If you’re lucky enough to have taken advantage of that opportunity, saved a lot of money, and kept an eye on your balance for a rainy day, you’re in good shape. If you didn’t, all you did was eat a very large meal, which led to indigestion, Arora said.
While optimistic about India’s entrepreneurial opportunities, Arora thinks the country hasn’t seen the cycles yet. The cycle is when you get into a new exit, we see a lot of investment and a lot of margins, but India hasn’t seen a lot of exits. All exits are either strategic buyers buying assets or several ideas. And there are many more unicorns that need to enter that cycle.
The former head of Softbank thinks that many of India’s unicorns are robust businesses; they can survive a downturn or a cold winter in the next few years, where they either have to raise money at a lower value than they did last time. Going forward, people will have a healthy need to concentrate on profit and cash flow.
For his window of opportunity for Palo Alto Networks, Arora said that customers want someone to provide a much more comprehensive platform with a solution-first perspective, which the company has done for the past four years, and now that opportunity has expanded. “Cybersecurity is being looked at in a light given the technological reliance and acceleration we’ve seen in the pandemic.”
Arora said that provisioning a new network architecture is the hottest thing today as every company undergoes a cloud transformation. It requires you to provide a new way. Palo Alto Networks is one of the few companies with this capability.
He is very impressed with the technological evolution that India has been doing in the last few years; especially with some of the business going on in the world-class financial services sectors; the way the infrastructure is built, the way the different startups are encouraged and the fact that everyone is very aware that they have to build it in a robust and secure way.
He believes that if we can be more cloud-aware, it can leapfrog the technology revolution in a way where we’re actually a cloud-first country, it also requires regulators to be more progressive from a cloud-thinking perspective, but if we can do that, I don’t think they will stop us there.
According to Arora, a deterrent to cloud adoption is that there is a degree of apprehension around the world to release all data into the cloud.
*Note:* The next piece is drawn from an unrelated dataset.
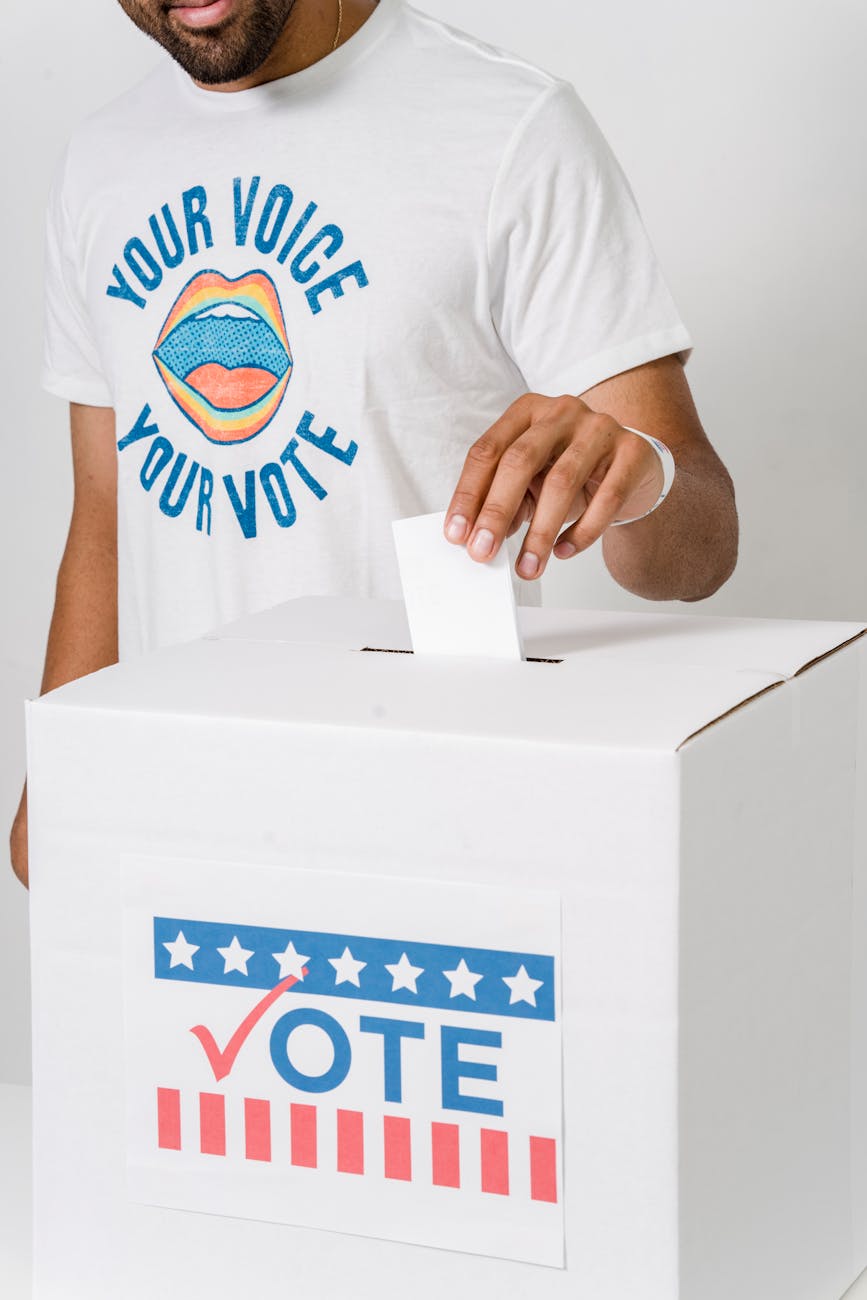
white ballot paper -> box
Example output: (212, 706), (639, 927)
(391, 511), (524, 659)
This is because cloud companies are primarily foreign companies; many national data requirements insist that you compile all data in one place, in one country.
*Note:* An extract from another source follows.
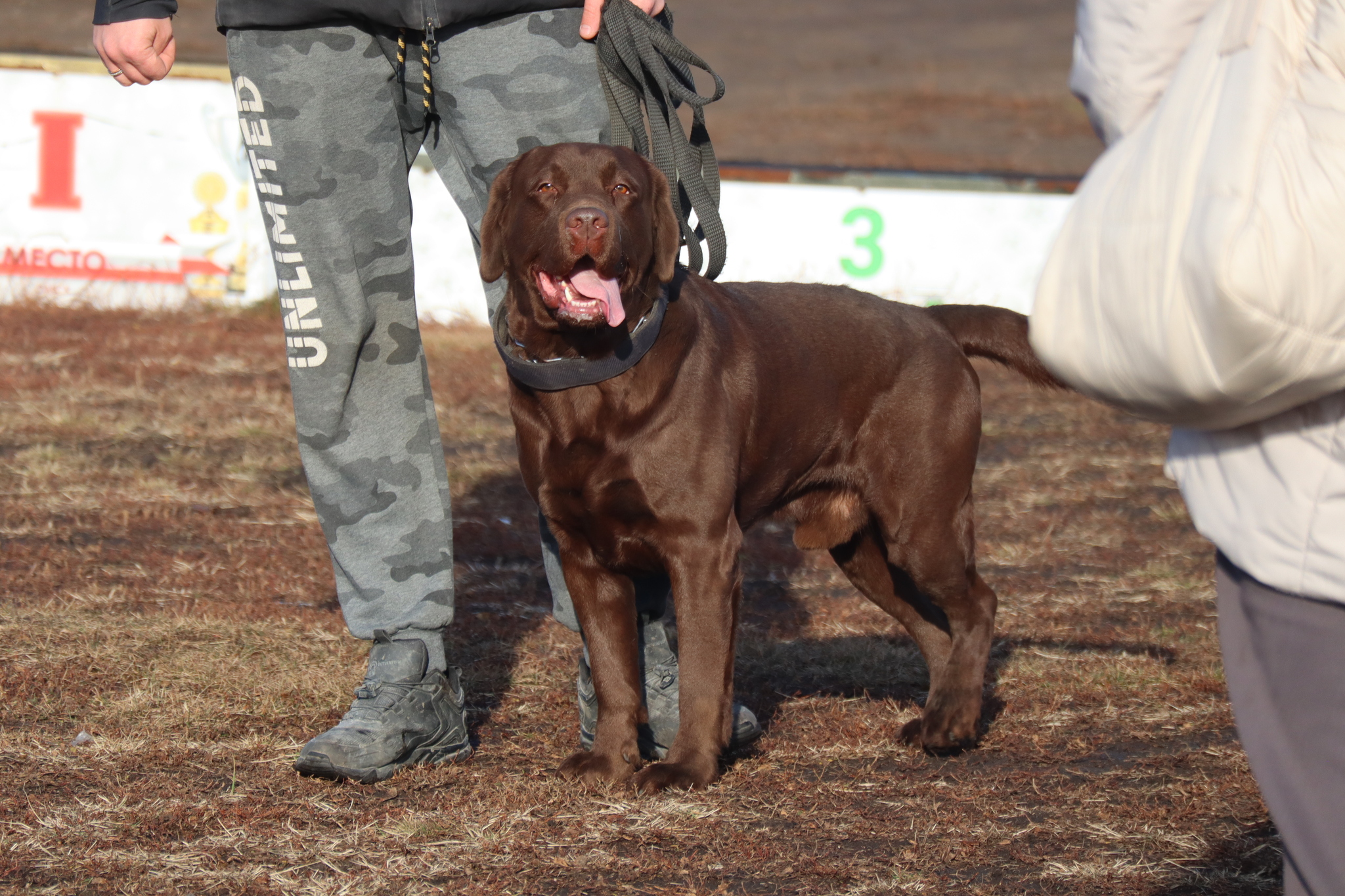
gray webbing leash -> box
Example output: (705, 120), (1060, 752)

He is looking for the flexibility to understand how cloud companies operate and to be comfortable deploying cloud-based solutions across our national infrastructure. India can leapfrog if we build understanding capabilities.
From a development perspective, Arora sees a huge opportunity to provide infrastructure in the country and infrastructure for thousands of businesses. “We want innovation to happen in India and we want that innovation to be delivered globally and domestically.”